2. Joaquim Pires de Carvalho e Albuquerque D'Avila Pereira, 1º Barão de Pirajá em 05.04.1826, Visconde com Grandeza em 12.10.1826. Também veio para Santo Amaro, iniciando daqui a Guerra da Independência da Bahia, comandando as tropas ao ataque a Salvador, a partir de Pirajá até a chegada do General Labatut nomeado por Dom Pedro I. Foi Coronel ("Coronel Santinho") e Brigadeiro Graduado, Comandante das Armas do Ceará (1823) e Comandante das Armas da bahia (1831). Reprimiu a Revolta do Guanais Mineiro, em São Felix (1832) e a Sabinada em Salvador (1838). Recebeu a Medalha de Ouro da Independência, do imperador (assim como, seus dois irmãos). Morreu arruinado e demente em Salvador (1848), seu filho José Joaquim Pires de Carvalho e Albuquerque, foi o 2º Barão (25.03.1844) e depois Barão com Grandeza de Pirajá (14.03.1869).

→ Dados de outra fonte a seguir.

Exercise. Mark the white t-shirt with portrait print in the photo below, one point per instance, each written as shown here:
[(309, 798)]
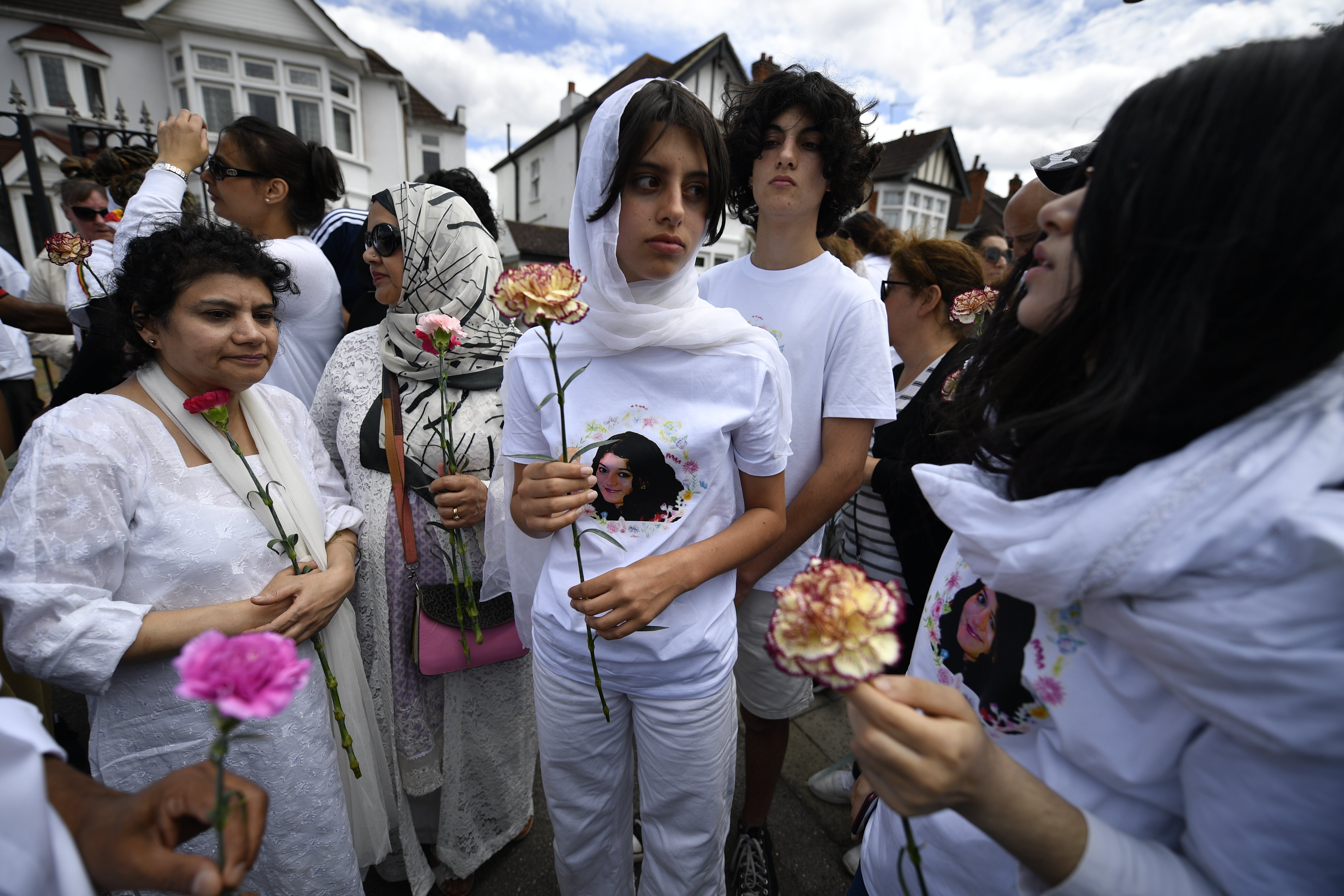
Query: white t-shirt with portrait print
[(703, 418), (833, 328)]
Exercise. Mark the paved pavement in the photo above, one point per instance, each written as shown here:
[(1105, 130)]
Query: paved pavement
[(810, 836)]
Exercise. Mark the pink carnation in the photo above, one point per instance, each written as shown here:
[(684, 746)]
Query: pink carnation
[(249, 676), (440, 334)]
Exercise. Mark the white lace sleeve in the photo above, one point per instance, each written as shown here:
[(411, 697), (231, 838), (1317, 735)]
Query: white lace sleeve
[(158, 203), (64, 531)]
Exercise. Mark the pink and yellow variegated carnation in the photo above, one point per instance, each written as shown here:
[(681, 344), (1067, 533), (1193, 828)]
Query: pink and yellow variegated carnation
[(64, 249), (440, 334), (972, 304), (835, 624), (541, 292)]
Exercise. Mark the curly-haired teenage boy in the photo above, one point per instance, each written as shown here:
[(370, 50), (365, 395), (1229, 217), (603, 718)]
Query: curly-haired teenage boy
[(800, 162)]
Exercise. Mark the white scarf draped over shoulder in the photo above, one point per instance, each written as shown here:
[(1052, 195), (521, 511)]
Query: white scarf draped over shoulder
[(622, 318), (369, 800)]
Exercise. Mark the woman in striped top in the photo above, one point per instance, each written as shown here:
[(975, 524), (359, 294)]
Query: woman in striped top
[(888, 525)]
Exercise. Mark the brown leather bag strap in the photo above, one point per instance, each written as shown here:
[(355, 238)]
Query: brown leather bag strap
[(393, 440)]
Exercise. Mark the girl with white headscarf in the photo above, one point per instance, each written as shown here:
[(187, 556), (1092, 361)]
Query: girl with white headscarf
[(701, 393), (462, 748)]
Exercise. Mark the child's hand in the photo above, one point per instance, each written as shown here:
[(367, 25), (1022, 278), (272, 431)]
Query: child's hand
[(631, 597), (550, 495)]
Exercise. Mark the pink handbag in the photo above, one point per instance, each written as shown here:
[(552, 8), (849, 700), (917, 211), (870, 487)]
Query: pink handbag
[(436, 637)]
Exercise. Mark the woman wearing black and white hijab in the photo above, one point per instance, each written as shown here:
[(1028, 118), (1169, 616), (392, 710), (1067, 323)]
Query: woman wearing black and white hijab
[(464, 743)]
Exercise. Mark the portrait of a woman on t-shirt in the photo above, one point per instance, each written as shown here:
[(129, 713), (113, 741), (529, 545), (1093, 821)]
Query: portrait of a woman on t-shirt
[(635, 483), (983, 637)]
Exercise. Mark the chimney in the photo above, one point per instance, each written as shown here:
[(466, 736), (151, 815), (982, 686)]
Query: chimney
[(573, 100), (971, 209), (764, 68)]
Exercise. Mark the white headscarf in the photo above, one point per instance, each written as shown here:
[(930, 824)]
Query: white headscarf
[(667, 314), (622, 319)]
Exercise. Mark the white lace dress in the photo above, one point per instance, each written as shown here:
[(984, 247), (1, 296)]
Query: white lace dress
[(101, 523), (468, 735)]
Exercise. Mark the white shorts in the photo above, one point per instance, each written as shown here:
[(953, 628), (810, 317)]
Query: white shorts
[(763, 690)]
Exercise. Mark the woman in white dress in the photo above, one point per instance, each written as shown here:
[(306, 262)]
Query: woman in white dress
[(268, 181), (466, 742), (123, 537)]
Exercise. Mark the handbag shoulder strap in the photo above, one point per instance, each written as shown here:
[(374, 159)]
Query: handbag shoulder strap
[(393, 440)]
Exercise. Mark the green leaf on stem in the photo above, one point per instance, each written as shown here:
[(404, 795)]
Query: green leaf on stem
[(582, 532)]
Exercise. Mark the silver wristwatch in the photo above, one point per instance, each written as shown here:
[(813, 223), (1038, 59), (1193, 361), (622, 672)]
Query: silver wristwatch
[(165, 166)]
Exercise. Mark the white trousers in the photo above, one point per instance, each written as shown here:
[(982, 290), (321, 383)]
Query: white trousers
[(687, 756)]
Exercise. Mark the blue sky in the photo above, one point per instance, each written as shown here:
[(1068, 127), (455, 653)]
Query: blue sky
[(1015, 78)]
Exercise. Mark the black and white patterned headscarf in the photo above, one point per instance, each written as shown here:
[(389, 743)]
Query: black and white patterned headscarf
[(451, 266)]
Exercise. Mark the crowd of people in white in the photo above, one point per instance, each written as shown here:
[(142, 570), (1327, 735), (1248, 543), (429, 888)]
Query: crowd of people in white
[(1112, 502)]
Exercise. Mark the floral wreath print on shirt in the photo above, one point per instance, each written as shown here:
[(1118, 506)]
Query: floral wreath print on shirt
[(646, 477), (980, 641)]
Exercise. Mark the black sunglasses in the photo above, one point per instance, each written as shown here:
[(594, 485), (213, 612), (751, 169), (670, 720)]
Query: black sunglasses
[(220, 170), (84, 213), (384, 240), (889, 284)]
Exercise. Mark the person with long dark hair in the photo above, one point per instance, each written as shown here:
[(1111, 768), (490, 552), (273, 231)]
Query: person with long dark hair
[(635, 483), (269, 182), (1156, 430), (651, 187), (130, 528)]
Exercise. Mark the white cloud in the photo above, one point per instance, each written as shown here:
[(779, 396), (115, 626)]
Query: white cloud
[(1015, 78)]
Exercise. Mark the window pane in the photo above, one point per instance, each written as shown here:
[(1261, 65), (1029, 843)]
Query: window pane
[(208, 62), (308, 120), (342, 131), (303, 77), (259, 70), (217, 107), (264, 107), (93, 88), (54, 78)]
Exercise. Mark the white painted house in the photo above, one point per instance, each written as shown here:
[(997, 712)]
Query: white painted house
[(280, 60), (535, 182), (920, 183)]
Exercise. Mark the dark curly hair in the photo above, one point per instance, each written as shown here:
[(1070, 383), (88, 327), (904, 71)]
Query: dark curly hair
[(464, 183), (161, 265), (847, 150)]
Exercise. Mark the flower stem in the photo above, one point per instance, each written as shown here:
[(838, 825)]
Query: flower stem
[(913, 851), (346, 741), (574, 527)]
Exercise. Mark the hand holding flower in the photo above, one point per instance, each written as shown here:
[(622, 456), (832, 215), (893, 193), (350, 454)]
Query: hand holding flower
[(314, 597), (460, 500)]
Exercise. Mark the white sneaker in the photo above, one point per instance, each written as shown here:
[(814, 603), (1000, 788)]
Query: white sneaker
[(834, 782), (851, 860)]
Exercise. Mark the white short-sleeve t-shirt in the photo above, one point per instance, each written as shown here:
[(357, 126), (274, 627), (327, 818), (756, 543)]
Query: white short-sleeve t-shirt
[(686, 426), (833, 328)]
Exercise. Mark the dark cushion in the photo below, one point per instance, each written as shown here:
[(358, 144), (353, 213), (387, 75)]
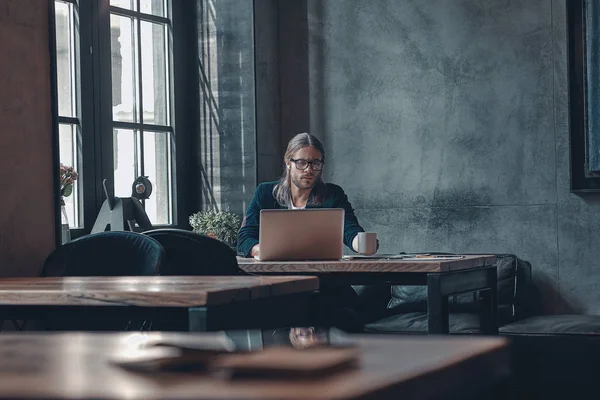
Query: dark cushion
[(416, 322), (555, 325), (115, 253), (514, 279), (190, 253)]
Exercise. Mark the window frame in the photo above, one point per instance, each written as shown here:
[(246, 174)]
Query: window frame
[(95, 106), (583, 181)]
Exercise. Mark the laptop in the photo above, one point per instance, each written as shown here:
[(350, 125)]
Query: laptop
[(308, 234)]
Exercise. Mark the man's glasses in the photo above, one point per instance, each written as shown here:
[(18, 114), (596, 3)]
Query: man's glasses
[(301, 164)]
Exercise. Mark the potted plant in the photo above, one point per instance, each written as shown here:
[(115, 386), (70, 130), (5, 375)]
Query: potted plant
[(222, 225), (67, 177)]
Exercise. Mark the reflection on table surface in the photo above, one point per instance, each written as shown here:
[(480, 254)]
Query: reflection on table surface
[(297, 337)]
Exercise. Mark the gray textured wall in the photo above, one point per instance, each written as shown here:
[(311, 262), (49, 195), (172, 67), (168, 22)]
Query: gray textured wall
[(227, 143), (446, 123)]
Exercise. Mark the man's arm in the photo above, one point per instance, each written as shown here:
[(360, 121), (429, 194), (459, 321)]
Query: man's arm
[(248, 233), (351, 225)]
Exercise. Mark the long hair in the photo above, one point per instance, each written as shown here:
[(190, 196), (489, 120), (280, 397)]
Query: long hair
[(282, 191)]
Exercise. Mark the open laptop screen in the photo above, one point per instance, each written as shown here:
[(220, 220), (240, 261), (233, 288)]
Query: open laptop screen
[(308, 234)]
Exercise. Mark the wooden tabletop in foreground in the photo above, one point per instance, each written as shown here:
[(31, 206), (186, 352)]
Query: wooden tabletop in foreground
[(80, 366), (365, 265), (151, 291)]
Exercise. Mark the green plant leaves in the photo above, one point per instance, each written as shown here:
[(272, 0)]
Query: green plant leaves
[(223, 225)]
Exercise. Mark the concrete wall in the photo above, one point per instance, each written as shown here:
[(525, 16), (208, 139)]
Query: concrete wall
[(446, 123), (227, 143), (26, 179)]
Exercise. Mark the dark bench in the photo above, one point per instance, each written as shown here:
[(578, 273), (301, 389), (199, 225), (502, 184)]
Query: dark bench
[(553, 355)]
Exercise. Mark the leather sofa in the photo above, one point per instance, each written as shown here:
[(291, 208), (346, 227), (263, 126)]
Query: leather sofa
[(554, 356)]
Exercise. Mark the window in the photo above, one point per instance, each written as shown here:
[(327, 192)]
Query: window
[(584, 94), (69, 110), (141, 101), (115, 101)]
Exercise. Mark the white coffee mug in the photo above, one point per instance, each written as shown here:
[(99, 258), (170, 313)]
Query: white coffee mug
[(367, 243)]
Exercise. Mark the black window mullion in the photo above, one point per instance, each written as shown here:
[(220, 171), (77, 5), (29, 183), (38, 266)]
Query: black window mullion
[(136, 14), (140, 133)]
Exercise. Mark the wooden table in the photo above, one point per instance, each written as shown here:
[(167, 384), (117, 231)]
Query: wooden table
[(207, 302), (443, 279), (79, 366)]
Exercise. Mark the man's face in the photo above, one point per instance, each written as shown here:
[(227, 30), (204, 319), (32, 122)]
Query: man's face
[(308, 178)]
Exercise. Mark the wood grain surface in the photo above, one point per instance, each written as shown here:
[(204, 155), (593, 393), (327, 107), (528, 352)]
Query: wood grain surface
[(155, 291), (364, 265), (80, 366)]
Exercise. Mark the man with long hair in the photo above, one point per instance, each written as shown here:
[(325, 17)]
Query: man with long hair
[(300, 186)]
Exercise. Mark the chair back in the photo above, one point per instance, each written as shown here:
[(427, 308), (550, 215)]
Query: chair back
[(116, 253), (190, 253)]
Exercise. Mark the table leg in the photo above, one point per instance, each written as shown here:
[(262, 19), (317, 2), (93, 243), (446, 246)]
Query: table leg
[(437, 305), (489, 304)]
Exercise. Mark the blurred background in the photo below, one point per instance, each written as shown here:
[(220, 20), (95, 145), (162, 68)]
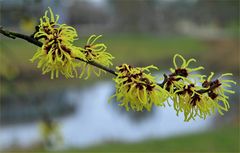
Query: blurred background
[(73, 115)]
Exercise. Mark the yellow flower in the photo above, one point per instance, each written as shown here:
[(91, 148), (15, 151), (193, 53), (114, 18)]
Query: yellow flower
[(181, 75), (202, 101), (138, 89), (192, 103), (57, 53), (95, 53), (217, 90)]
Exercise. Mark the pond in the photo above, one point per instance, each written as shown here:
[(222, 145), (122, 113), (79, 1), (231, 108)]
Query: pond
[(95, 121)]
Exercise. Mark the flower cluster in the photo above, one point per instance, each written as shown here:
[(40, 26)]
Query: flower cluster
[(137, 88), (58, 54), (97, 53), (194, 100)]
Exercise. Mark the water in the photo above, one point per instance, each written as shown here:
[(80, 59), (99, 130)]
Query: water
[(96, 121)]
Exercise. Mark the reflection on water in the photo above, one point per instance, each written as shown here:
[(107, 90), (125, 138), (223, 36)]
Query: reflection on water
[(95, 121)]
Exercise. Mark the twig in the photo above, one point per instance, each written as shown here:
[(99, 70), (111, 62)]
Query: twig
[(15, 35)]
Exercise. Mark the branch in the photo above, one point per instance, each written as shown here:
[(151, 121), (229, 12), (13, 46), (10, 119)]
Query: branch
[(15, 35)]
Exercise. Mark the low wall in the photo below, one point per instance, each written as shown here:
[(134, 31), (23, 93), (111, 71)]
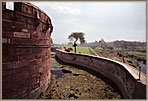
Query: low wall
[(120, 74)]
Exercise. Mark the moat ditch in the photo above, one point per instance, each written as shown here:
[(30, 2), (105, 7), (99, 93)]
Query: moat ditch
[(68, 82)]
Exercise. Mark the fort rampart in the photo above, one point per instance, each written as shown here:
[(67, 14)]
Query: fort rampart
[(123, 76), (26, 32)]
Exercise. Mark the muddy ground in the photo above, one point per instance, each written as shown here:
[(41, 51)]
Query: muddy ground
[(69, 82)]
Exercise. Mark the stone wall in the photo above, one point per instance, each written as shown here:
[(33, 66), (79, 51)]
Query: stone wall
[(120, 74), (26, 35)]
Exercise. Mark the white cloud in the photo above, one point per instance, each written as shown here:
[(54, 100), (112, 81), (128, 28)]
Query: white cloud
[(66, 9)]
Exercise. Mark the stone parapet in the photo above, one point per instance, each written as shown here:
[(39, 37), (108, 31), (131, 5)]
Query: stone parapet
[(123, 76)]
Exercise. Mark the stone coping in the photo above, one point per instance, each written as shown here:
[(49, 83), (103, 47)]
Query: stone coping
[(133, 71)]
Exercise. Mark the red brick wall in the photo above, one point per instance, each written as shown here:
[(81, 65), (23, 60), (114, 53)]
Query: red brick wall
[(25, 51)]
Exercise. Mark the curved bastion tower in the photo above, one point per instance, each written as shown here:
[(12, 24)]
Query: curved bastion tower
[(26, 32)]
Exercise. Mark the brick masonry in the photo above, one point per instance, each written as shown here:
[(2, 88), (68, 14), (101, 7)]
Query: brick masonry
[(120, 74), (26, 35)]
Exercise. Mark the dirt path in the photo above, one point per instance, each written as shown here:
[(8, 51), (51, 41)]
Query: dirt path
[(69, 82)]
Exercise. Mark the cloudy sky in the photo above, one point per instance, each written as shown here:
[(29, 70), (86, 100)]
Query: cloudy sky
[(108, 20)]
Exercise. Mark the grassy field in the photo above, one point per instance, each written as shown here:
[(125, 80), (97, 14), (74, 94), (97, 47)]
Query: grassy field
[(130, 57)]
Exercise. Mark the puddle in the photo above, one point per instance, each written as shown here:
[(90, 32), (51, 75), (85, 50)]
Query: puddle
[(58, 73)]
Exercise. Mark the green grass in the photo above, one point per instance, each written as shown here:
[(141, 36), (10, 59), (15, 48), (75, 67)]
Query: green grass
[(84, 50)]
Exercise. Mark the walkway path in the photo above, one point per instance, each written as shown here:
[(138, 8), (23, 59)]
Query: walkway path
[(69, 82)]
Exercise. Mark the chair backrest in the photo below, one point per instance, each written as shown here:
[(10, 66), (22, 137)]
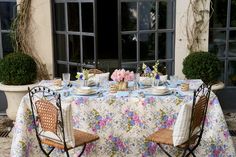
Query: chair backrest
[(199, 110), (47, 115)]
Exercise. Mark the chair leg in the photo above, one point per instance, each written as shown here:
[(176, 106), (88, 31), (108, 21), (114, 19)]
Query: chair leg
[(67, 153), (191, 152), (164, 150), (185, 151), (82, 150), (50, 151)]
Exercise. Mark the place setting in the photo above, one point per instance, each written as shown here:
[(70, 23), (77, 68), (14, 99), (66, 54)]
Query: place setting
[(158, 91)]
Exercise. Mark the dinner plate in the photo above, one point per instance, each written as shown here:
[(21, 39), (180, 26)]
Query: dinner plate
[(56, 88), (150, 92), (85, 93)]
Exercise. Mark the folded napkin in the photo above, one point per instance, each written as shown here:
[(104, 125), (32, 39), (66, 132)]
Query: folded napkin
[(85, 90)]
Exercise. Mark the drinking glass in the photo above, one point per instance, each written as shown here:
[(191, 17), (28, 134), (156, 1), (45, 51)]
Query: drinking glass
[(66, 78), (155, 82), (173, 81), (136, 81)]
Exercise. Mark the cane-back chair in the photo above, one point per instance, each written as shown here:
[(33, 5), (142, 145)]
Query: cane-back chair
[(95, 71), (198, 115), (48, 117)]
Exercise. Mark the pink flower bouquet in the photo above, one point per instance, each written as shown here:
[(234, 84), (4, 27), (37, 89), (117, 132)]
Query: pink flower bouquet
[(120, 75)]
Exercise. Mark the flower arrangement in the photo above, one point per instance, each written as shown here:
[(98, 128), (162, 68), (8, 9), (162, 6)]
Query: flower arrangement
[(84, 75), (121, 75), (147, 72)]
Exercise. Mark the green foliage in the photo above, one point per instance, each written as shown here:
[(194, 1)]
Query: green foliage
[(202, 65), (18, 69)]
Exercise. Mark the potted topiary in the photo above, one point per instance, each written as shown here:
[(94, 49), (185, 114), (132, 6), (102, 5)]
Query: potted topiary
[(202, 65), (18, 71)]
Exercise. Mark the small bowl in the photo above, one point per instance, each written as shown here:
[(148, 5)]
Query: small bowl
[(160, 89)]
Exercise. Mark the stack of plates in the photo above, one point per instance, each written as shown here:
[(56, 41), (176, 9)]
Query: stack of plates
[(85, 91), (160, 90)]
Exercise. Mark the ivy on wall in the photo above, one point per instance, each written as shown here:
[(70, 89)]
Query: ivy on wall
[(22, 36), (198, 16)]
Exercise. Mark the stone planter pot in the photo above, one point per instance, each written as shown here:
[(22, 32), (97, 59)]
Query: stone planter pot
[(14, 94), (122, 86)]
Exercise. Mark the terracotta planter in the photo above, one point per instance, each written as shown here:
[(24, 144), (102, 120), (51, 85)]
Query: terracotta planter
[(122, 85), (14, 95)]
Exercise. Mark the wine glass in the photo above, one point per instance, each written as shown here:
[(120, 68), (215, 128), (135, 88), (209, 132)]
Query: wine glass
[(66, 78)]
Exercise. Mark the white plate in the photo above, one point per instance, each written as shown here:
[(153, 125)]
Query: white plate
[(56, 88), (150, 92), (84, 94)]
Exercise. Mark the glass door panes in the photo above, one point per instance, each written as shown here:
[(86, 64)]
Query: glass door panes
[(147, 15), (75, 36), (73, 20), (146, 32), (7, 11), (129, 16), (222, 38), (147, 46)]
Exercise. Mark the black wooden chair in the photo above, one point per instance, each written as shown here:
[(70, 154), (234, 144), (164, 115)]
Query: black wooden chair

3. ANTONIO JOAQUIM PIRES DE CARVALHO E ALBUQUERQUE ( CAVALCANTI MACHADO D'AVILA PEREIRA).
Fidalgo Cavaleiro da Casa de Sua Majestade Imperial, Grande do Império, Gentil-homem da Câmara de Sua Majestade,
Oficial da Imperial Ordem de Aviz, Comendador da Ordem de Cristo, Medalha da Companhia da Bahia, Capitão-Mor e
Coronel do Regimento das Milícias e Marinha da Legião da Torre. Nasceu em 12.02.1785, foi Barão (01.12.1822), Visconde

(11.10.1826) e Visconde com Grandeza da Torre de Garcia D'Avila. Morreu em 05.12.1852. Na Torre surgiu o primeiro
grupamento para combater Madeira de Melo, com militares desertados do Forte de São Pedro.

Casou-se com sua sobrinha, ANNA MARIA DE SÃO JOSÉ E ARAGÃO, filha do Visconde de Pirajá. Com Maria Luiza
Queiroz de Teive e Argolo. Com sua morte encerrou-se o sistema de morgadio, sendo o ÚLTIMO SENHOR DA
TORRE DE GARCIA D'AVILA. Foi o maior latifúndio das Américas, indo até o Maranhão, sendo gradativamente
desmembrado até a Guerra da Independência, com o fim da propriedade, tendo seus descendentes vindo se estabelecer em Santo Amaro, em engenhos, entre eles o Barão de Vila Viçosa.

o Seu filho Dr. Garcia D'Avila Pires de Carvalho e Albuquerque era pai do nosso biografado Bacharel Antonio Joaquim Pires de Carvalho e Albuquerque.